Evoquant deux solitudes partagées, Vortex est tourné intégralement en split screen, en étant constamment d’un côté avec le père et de l’autre avec la mère. «Je n’avais pas prévu de le faire entièrement de cette façon, mais en constatant que cela fonctionnait, je me suis lancé», expliquait Gaspar Noé lors d'une conférence de presse au Festival de Locarno l'été dernier, après la projection de l'oeuvre  «C’est assez hypnotique, on ne sait pas toujours s’il faut regarder à gauche ou à droite. Et en même temps cela crée des moments magiques ».

Le choix des acteurs

Le cinéaste, qui avait envie de faire un film sur les vieux depuis des années après avoir vu sa grand-mère et sa mère perdre la tête raconte aussi comment il a choisi ses acteurs «Je suis fasciné par Dario Argento et Françoise Lebrun. Au départ Dario n’avais pas très envie. Comme le tournage de son film a été retardé, j’ai appelé sa fille Asia, qui m’a aidé à le convaincre. Mais il voulait que son personnage ait une maîtresse. Je lui ai dit ok, pas de problème, deux, trois si tu veux… »
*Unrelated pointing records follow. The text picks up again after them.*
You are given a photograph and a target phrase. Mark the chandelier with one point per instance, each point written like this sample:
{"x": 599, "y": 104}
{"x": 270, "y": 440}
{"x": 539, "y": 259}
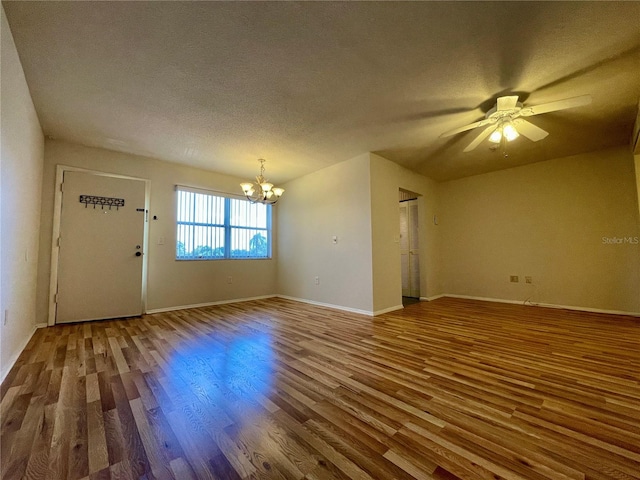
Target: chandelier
{"x": 261, "y": 191}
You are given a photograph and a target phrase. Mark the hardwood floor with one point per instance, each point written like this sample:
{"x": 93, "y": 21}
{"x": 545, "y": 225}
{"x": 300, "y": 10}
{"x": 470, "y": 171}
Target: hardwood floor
{"x": 282, "y": 390}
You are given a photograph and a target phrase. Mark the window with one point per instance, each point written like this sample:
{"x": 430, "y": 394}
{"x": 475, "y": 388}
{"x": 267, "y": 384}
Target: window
{"x": 211, "y": 227}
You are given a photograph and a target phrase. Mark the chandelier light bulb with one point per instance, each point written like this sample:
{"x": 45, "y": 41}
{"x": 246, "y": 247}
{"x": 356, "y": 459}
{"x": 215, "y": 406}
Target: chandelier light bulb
{"x": 261, "y": 191}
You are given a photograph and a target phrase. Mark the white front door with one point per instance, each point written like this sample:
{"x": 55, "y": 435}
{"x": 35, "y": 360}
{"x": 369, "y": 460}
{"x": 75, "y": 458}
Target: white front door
{"x": 101, "y": 247}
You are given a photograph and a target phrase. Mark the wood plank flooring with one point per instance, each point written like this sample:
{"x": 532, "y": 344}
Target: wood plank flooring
{"x": 275, "y": 389}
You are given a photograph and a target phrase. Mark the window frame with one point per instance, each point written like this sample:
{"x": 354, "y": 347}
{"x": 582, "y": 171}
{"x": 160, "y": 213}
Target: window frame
{"x": 226, "y": 225}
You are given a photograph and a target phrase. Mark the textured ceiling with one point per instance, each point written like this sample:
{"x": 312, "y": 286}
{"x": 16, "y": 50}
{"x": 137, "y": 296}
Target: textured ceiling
{"x": 305, "y": 85}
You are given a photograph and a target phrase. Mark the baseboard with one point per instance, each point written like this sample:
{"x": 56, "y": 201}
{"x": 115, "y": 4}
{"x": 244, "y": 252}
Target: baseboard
{"x": 431, "y": 299}
{"x": 207, "y": 304}
{"x": 544, "y": 305}
{"x": 387, "y": 310}
{"x": 330, "y": 305}
{"x": 6, "y": 368}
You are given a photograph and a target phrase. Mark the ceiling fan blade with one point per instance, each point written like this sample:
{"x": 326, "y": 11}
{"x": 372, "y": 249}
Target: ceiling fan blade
{"x": 554, "y": 106}
{"x": 480, "y": 138}
{"x": 529, "y": 130}
{"x": 471, "y": 126}
{"x": 507, "y": 103}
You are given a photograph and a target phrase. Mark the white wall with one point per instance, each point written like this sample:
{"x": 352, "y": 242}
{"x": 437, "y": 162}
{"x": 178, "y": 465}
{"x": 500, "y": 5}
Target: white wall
{"x": 21, "y": 155}
{"x": 546, "y": 220}
{"x": 171, "y": 283}
{"x": 314, "y": 208}
{"x": 386, "y": 180}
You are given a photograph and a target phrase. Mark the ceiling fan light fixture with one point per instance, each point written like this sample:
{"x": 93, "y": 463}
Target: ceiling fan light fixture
{"x": 496, "y": 135}
{"x": 510, "y": 133}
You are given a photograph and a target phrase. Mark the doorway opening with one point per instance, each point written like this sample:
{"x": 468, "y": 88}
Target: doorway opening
{"x": 409, "y": 246}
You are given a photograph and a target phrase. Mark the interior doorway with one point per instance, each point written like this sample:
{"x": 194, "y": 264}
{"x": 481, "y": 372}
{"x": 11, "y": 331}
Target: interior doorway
{"x": 409, "y": 246}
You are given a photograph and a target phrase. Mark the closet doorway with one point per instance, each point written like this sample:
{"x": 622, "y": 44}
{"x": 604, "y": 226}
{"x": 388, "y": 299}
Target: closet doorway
{"x": 409, "y": 246}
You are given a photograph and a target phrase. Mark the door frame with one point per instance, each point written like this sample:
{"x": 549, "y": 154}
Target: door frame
{"x": 57, "y": 215}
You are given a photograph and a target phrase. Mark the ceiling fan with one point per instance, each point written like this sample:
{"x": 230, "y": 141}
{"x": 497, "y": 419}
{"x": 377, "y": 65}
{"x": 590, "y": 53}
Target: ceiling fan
{"x": 504, "y": 122}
En ce qui concerne Françoise Lebrun, Gaspar Noé a tout de suite pensé à elle parce qu’il adore sa performance dans La maman et la putain. «Je la trouve absolument impressionnante. Je rêvais de la rencontrer et de la prendre dans mes bras. J’étais aux anges quand elle a accepté. Quant à Alex Lutz, je l’ai découvert avec ses talents de performeur dans son film Guy. Par ailleurs, alors qu’il joue plutôt les comiques, il est tellement mélancolique dans la vie. Il y a chez lui quelque chose de brisé».

A l’affiche dans les salles de Suisse romande dès mercredi 13 avril.